The active inflammation that occurs in asthma and COPD leads to the recruitment of monocytes to the alveolar wall (28). Furthermore, urban particulate matter has been shown to cause the release of monocytes from the bone marrow (17, 23). We have previously shown that effective inflammatory responses to bacterial-derived stimuli are mediated by cooperative signaling between monocytes and tissue cells (31, 32, 39, 50). The direct effects of DEP, with the production of proinflammatory cytokines and ROS in single cell types, are well established (4, 9, 25, 27, 29, 37, 43, 49), but less is known about their actions in models of the cell networks that underpin inflammatory responses. It is also likely that air pollutants such as DEP will coexist in the environment with microbial products, and that these pollution particulates can act as carriers for microbes and allergens, delivering them to sites in the airways. The coexistence of DEP and microbial products such as LPS and flagellin may modulate the inflammatory response to these pathogenic stimuli.

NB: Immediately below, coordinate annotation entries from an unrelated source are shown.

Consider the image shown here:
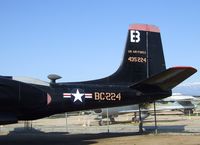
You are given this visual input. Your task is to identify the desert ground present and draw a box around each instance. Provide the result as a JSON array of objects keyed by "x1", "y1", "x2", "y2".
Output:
[{"x1": 0, "y1": 112, "x2": 200, "y2": 145}]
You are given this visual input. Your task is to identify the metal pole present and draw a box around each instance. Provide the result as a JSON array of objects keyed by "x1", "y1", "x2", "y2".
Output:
[
  {"x1": 106, "y1": 108, "x2": 110, "y2": 133},
  {"x1": 139, "y1": 104, "x2": 143, "y2": 133},
  {"x1": 65, "y1": 113, "x2": 68, "y2": 132},
  {"x1": 153, "y1": 101, "x2": 158, "y2": 134}
]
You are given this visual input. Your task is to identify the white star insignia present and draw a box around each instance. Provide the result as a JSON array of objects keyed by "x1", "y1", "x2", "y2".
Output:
[{"x1": 72, "y1": 89, "x2": 84, "y2": 102}]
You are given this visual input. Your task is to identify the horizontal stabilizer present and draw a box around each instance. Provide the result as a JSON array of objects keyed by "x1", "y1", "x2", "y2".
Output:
[{"x1": 130, "y1": 67, "x2": 197, "y2": 91}]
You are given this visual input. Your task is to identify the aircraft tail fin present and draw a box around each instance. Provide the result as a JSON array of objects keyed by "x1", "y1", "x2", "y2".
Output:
[
  {"x1": 130, "y1": 67, "x2": 197, "y2": 92},
  {"x1": 104, "y1": 24, "x2": 166, "y2": 84}
]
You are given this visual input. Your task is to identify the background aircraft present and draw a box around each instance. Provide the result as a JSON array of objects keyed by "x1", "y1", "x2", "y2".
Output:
[{"x1": 0, "y1": 24, "x2": 196, "y2": 124}]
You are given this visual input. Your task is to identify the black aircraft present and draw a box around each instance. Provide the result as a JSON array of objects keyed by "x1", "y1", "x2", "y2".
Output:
[{"x1": 0, "y1": 24, "x2": 197, "y2": 124}]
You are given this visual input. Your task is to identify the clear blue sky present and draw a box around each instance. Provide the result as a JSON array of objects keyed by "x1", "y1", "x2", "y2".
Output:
[{"x1": 0, "y1": 0, "x2": 200, "y2": 82}]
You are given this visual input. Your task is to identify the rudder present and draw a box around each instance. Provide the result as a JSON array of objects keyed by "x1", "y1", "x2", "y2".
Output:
[{"x1": 108, "y1": 24, "x2": 166, "y2": 84}]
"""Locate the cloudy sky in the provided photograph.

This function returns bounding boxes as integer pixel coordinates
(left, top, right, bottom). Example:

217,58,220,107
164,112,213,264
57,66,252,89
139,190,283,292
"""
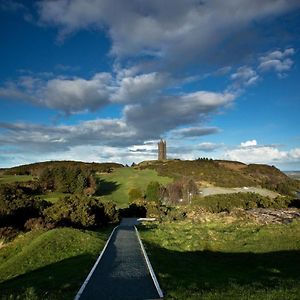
0,0,300,170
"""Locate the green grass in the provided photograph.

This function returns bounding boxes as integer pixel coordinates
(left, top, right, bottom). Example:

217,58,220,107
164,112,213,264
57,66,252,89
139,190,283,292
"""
0,228,111,299
99,168,173,207
140,221,300,300
0,175,33,184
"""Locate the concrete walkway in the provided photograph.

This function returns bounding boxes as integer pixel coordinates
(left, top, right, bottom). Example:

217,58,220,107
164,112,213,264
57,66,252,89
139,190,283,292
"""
75,219,159,300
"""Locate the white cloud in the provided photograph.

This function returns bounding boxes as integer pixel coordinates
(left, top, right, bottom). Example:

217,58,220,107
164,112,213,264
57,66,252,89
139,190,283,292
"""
124,91,236,139
38,0,300,64
42,73,112,113
230,66,259,89
170,126,220,138
258,48,295,74
196,142,223,152
241,140,257,148
111,72,169,103
224,140,300,164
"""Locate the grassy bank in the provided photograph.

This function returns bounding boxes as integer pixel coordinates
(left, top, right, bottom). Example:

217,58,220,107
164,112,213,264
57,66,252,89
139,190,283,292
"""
99,168,173,207
140,221,300,300
0,228,111,300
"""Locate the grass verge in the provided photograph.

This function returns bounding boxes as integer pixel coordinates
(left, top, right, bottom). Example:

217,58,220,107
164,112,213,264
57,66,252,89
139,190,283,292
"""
140,221,300,300
0,228,111,300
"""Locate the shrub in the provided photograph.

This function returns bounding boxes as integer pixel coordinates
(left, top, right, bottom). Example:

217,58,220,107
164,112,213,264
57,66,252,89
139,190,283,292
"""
120,203,147,218
0,184,50,228
194,193,291,213
44,196,118,228
146,181,160,202
128,188,143,202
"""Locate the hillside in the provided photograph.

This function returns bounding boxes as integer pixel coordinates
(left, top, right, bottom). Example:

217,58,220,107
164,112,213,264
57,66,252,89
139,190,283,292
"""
99,168,173,207
1,160,123,176
138,159,300,194
0,228,111,299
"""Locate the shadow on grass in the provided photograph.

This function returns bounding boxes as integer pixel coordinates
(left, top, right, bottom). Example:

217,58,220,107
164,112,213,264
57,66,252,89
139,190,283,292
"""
0,254,95,300
96,179,120,196
144,241,300,299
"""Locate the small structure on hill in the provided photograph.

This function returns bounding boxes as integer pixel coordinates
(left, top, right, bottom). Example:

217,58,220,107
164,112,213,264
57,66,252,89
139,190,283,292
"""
157,139,167,160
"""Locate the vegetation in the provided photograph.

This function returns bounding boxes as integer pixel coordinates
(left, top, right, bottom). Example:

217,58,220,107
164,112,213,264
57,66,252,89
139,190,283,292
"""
140,219,300,300
193,193,292,213
145,181,160,201
44,196,119,228
99,168,173,208
1,161,123,176
0,228,111,300
0,175,33,184
139,158,300,195
0,184,49,228
39,167,96,194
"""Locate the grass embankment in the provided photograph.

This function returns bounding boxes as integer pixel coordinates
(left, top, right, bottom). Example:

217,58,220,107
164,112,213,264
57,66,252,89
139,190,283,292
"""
0,228,111,300
0,175,33,184
140,220,300,300
99,168,173,207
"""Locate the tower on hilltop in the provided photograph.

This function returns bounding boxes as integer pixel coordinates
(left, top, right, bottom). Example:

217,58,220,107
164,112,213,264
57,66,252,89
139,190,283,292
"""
157,139,167,160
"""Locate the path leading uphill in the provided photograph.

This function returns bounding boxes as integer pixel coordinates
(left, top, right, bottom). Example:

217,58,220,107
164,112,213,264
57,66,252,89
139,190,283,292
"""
75,219,160,300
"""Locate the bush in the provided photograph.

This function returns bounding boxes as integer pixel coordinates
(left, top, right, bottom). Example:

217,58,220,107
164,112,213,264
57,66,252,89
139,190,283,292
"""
44,196,118,228
128,188,143,202
0,226,19,242
146,181,160,202
0,184,50,228
120,203,147,218
39,167,95,194
194,193,291,213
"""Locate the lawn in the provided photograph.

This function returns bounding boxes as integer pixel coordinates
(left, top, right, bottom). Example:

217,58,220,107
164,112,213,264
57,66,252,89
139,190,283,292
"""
0,228,111,300
140,220,300,300
98,168,173,207
0,175,33,184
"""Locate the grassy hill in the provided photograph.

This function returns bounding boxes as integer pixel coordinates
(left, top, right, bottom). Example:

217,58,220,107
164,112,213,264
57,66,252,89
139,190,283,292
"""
0,228,111,300
98,168,173,207
138,159,300,193
140,218,300,300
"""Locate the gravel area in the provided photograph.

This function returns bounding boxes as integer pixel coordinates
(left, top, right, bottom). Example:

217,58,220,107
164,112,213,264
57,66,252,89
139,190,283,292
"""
80,219,159,300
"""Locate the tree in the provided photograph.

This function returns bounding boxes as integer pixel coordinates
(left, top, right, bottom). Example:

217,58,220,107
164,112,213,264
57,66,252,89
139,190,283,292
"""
128,188,143,202
146,181,160,202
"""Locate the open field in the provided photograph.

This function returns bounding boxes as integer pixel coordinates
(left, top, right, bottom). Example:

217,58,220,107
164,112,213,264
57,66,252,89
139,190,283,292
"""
99,168,173,207
0,175,33,184
0,228,111,300
140,220,300,300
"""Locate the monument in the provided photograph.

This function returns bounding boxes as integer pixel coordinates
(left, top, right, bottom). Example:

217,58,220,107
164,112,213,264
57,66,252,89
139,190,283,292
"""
157,139,167,160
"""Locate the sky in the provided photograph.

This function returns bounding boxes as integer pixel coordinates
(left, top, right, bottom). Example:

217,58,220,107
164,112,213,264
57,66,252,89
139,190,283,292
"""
0,0,300,170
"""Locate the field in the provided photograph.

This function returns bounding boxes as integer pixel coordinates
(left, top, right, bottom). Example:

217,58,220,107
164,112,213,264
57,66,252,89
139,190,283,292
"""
0,228,111,300
99,168,173,207
0,175,33,184
140,220,300,300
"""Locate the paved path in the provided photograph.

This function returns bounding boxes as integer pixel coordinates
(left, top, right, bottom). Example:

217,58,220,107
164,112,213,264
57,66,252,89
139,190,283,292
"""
79,219,159,300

In this study, we show that DEP exposure induced a modest proinflammatory response in models of airway inflammation when monocytes were cocultured with airway epithelial cells. DEP also caused a potentiation of the responses of epithelial cell/monocyte cocultures to microbial stimuli. We have shown previously that IL-1 is crucial to the induction of inflammation in cocultures stimulated with microbial stimuli (31, 32), but importantly, here we reveal that DEP altered the inflammatory milieu such that targeting of the IL-1 pathway was markedly less able to reduce inflammatory responses when DEP were present.
MATERIALS AND METHODS
Reagents were purchased from Sigma-Aldrich or Invitrogen (Paisley, UK), except where specified. OptiPrep density gradient was from Axis Shield (Oslo, Norway). The Monocyte Isolation Kit II was from Miltenyi Biotec (Bergisch Gladbach, Germany). Purified LPS (LPS; Escherichia coli serotype R515) was from Alexis (Nottingham, UK). Endotoxin-free flagellin from Pseudomonas aeruginosa was a generous gift from Dr. Yolanda Sanchez (GlaxoSmithKline, King of Prussia, PA), and flagellin purified from Salmonella typhimurium was purchased from Invivogen (Toulouse, France). Both flagellin types exhibited similar in vitro properties. IL-1ra was from National Biological Standards Board (NIBSC, Potters Bar, UK), and hydrocortisone was purchased from PromoCell (Heidelberg, Germany). The immortalized epithelial cell line BEAS-2B cells were purchased from American Type Culture Collection (Manassas, VA). Matched ELISA antibody pairs were from R&D Systems (Abingdon, UK). PE-conjugated anti-human TLR4 or CD14 and appropriate isotype controls were purchased from eBioscience (San Diego, CA). The Hyband-c-extra nitrocellulose membrane and EZ-ECL system were from Amersham Pharmacia Biotech (Buckinghamshire, UK). The anti-phospho-p38 antibody was from Promega (Southampton, UK). The anti-phospho IκBα, human IL-1β mouse monoclonal antibody, and anti-rabbit HRP-conjugated secondary antibody were from Cell Signaling Technologies. Anti-actin was from Sigma-Aldrich. A soluble TNFα receptor fusion protein was purchased from R&D Systems.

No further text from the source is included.